Electrical and data lines will be added to the field to allow for easier use of scoreboards and sound equipment. Hosting events, such as graduations and band performances, will be easier, according to ELPS Athletic Director Nikki Norris, who was present at the meeting.
The tennis courts at ELHS will be renovated to be constructed of post-tension concrete, which is said to be an investment in durable and long-term courts that will not experience wear and tear as quickly as the current courts.
Despite calls from parents at a Dec. 2021 School Board meeting to reconsider tennis court plans to include ten courts, the planned tennis court configuration will include only eight courts. The footprint will be expanded slightly to accommodate an additional corridor and walkway in the middle of and around the eight courts.
During public comment, a woman who identified herself as a “tennis parent,” requested more information regarding the decision for the location of the corridor and walkway. She also asked for clarification concerning how there is room for these additions but not for two more courts.
The ELPS School Board does not directly answer questions posed during public comments, but President Kate Powers said she would follow up with the parent after the meeting.
The construction on the ELHS athletic field will begin the first week of June and is planned to be completed the first week of August. Tennis court construction will begin the last week of May and should be complete by the beginning of August.
According to Athletic Director Nikki Norris, who was present at the meeting, contingency plans are in place to ensure no games will be missed in the case that construction lasts longer than is intended.
All of East Lansing’s six elementary schools are getting outdoor learning spaces.
Superintendent Dori Leyko announced in September that leftover bond money would be spent on creating outdoor spaces at the elementary school.
In 2017, East Lansing voters approved a bond to renovate and reconstruct the district’s elementary schools. It generated $93.77 million for the district, and approximately $3 million remains.
These outdoor learning spaces, as presented by GMB, will look the same across the district – pavilions with a space for precipitation to drip into a water basin on the ground level. The basins are intended to allow for student interaction and teaching.
The intention of this space, GMB representatives said, is to mimic the classroom, create a dedicated, expanded core-curriculum space; be green; make space for exploration; and be accessible to all.
Built-in seating under the pavilion will not be included, but teachers may be able to bring furniture outside if necessary.
In addition to the outdoor learning space, Red Cedar will also be getting an interior courtyard renovation.

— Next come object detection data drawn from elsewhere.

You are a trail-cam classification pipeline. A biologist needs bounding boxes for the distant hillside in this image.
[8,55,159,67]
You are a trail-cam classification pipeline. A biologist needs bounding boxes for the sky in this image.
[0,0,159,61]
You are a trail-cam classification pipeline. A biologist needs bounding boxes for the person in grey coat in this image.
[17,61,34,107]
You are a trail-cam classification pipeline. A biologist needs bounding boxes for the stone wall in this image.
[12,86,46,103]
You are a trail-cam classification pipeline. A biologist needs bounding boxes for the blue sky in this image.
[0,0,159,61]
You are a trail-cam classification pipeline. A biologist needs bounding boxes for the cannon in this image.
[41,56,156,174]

The concept for the renovated courtyard is, “The World’s Biomes,” and it will include areas that represent several of the world’s different environments.
It will include a small amphitheater, sandy areas to play in, a high lookout point, and an accessible roadway loop to connect it all.
Absences are down, and the district is still updating Covid-19 case data daily.
A student representative advised the Board that attendance had improved at the high school, after a couple of weeks with hundreds of students missing class at the high school.
The district is also continuing its Covid-mitigation efforts, including hosting a booster clinic this Thursday. Leyko also reminded families that Michigan State University is partnering with the Ingham County Health Department to hold vaccine clinics on campus this Wednesday, Jan. 26, and next Monday, Jan. 31.
Leyko was able to secure KN95 and KF94 masks for adults and students and that those will be available in buildings for anyone who needs them.
The district is making contingency plans to cope with a forecasted shortage of rapid tests that is expected to affect the entire country. Leyko said that she will stay on top of ordering tests and that the district currently has a supply on hand.
If tests do run out, students will be allowed to attend school as long as themselves and their close contacts are asymptomatic, fully-masked, and wearing a high-grade mask, which aligns with the CDC’s guidelines. For now, those under 17 years old who have received two shots are considered fully vaccinated.
The Board discussed improvements to an agenda item: Board Discussion.
At Kate Powers’ second meeting as President of the Board this term, she used the Board Discussion portion of the meeting to talk to her fellow constituents about Board Discussion.
Powers described how ‘Board Discussion’ has been a standing agenda item that allows members to bring up topics during the meeting for further discussion, but she argued that maybe this was not the best use of the Board’s time.
She suggested having topics of discussion already placed on the agenda prior to arriving at the meeting, allowing members to gather their thoughts and comments instead of being caught off guard and having to speak on important matters without preparation.
Trustee Elizabeth Lyons said, “I’m for your idea, I just want to make sure we’re still open,” suggesting that it’s important to still allow for spur of the moment conversations during Board Discussion if necessary.